Da qualche tempo Antonio Negri e Michael Hardt lavorano in tandem e producono libri (direttamente in inglese) che si potrebbero definire “manuali” di sociologia politica. Hanno cominciato con Impero (2000), seguito da Moltitudine (2004) e poi da Comune (2009), tutti pubblicati da Rizzoli. Adesso è uscito invece da Feltrinelli (con un brusco cambio di editore) Questo non è un manifesto (2012) che, se non è proprio un manifesto, ha almeno i toni duri di un pamphlet.

Antonio Carioti su “La Lettura”, supplemento del “Corriere” del 4 novembre, ne sottolinea un passo infelice che salta subito agli occhi e che sembra sfuggito dalla penna di Negri nel richiamare il suo periodo di esule parigino. Tra le modalità di liberazione dalla crisi suggerisce infatti la fuga: “Quello che possiamo fare è fuggire… – scrive – Ma fuggendo è meglio non dimenticare George Jackson e portare con noi un’arma. Potrebbe tornare utile lungo la strada” (p. 43). Dove il Jackson in questione non è Michael, il musicista, bensì lo storico leader delle “Black Panthers”.

Dire che è un pessimo consiglio è il minimo, specie da parte di chi parla di comune e di moltitudini nell’antica accezione di Spinoza. Fuggire, con o senza armi, è sempre una rinuncia. Si riduce a un atto individuale, a uno sterile atto di ribellione, e come tale destinato a restare nell’ambito della cronaca nera.

E poi non è neanche attuale. L’eroe solitario in fuga dalla persecuzione è un’idea romantica piuttosto che una soluzione politica. L’ultima volta che l’abbiamo incontrato vestiva i panni del dottor Richard Kimble in un fortunato serial televisivo. Avventure, inseguimenti e pistolettate in una fiction, Il fuggitivo, destinata persino alle famiglie.

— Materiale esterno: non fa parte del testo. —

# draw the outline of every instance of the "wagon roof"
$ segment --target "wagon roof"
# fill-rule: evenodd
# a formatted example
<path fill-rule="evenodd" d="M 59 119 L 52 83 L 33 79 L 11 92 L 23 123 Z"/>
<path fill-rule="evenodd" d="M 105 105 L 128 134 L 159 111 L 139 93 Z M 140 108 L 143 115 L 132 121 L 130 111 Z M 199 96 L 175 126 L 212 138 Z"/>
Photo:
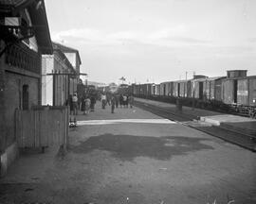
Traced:
<path fill-rule="evenodd" d="M 175 81 L 173 81 L 174 83 L 181 83 L 181 82 L 187 82 L 187 81 L 190 81 L 191 79 L 183 79 L 183 80 L 175 80 Z"/>

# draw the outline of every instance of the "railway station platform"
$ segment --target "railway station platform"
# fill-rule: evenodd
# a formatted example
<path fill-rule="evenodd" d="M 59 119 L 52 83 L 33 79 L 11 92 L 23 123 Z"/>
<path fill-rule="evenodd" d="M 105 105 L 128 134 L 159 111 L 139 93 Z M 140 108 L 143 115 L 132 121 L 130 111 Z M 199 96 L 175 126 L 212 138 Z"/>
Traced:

Non vorremmo che questa caduta di stile (chiamiamola così, per usare un eufemismo) inficiasse il valore della ricerca di Hardt e Negri, facendone dimenticare le parti più significative, dove si critica il neoliberismo di Milton Friedman e degli economisti della scuola di Chicago, si denuncia la crisi della democrazia rappresentativa e si precisa il significato dei movimenti collettivi, dalla primavera araba in poi.

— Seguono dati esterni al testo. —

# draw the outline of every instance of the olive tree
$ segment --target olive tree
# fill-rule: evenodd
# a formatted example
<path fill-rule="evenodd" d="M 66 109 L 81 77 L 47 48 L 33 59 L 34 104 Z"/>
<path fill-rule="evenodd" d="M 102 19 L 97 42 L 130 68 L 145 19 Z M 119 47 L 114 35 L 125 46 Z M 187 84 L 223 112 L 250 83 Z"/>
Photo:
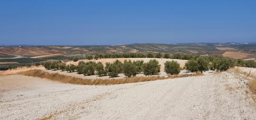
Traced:
<path fill-rule="evenodd" d="M 180 64 L 175 61 L 167 61 L 165 63 L 165 72 L 168 74 L 178 74 L 181 72 Z"/>
<path fill-rule="evenodd" d="M 101 76 L 107 74 L 107 72 L 104 68 L 104 65 L 101 62 L 97 63 L 95 67 L 95 70 L 96 72 L 96 74 L 98 76 Z"/>
<path fill-rule="evenodd" d="M 125 76 L 128 77 L 135 76 L 137 74 L 136 66 L 130 60 L 125 60 L 123 64 L 123 71 Z"/>
<path fill-rule="evenodd" d="M 143 74 L 146 75 L 156 75 L 160 72 L 161 65 L 155 59 L 150 60 L 143 64 Z"/>

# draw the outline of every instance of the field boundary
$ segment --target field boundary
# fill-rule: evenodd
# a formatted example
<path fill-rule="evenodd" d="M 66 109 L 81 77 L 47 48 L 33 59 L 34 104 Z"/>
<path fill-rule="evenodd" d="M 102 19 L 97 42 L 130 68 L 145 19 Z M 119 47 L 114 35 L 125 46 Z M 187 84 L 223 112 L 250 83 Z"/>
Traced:
<path fill-rule="evenodd" d="M 197 72 L 193 74 L 181 74 L 169 75 L 166 77 L 146 76 L 146 77 L 135 77 L 124 79 L 96 79 L 95 80 L 86 79 L 75 77 L 71 76 L 60 74 L 58 73 L 50 73 L 48 72 L 41 70 L 30 70 L 27 71 L 21 72 L 18 73 L 27 76 L 33 76 L 45 78 L 54 81 L 57 81 L 62 83 L 71 83 L 74 84 L 86 85 L 110 85 L 121 84 L 139 82 L 145 82 L 161 80 L 168 79 L 174 79 L 177 78 L 186 77 L 189 76 L 197 76 L 203 75 L 201 72 Z"/>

Ma soprattutto il loro maggior contributo alla comprensione del fenomeno delle moltitudini, geniale intuizione dall’immensa pregnanza sociologica, nella quale s’intravede il potenziale sviluppo della società di domani, che sta faticosamente uscendo dalla massificazione per guadagnare in autonomia e responsabilità. Sarebbe un vero peccato.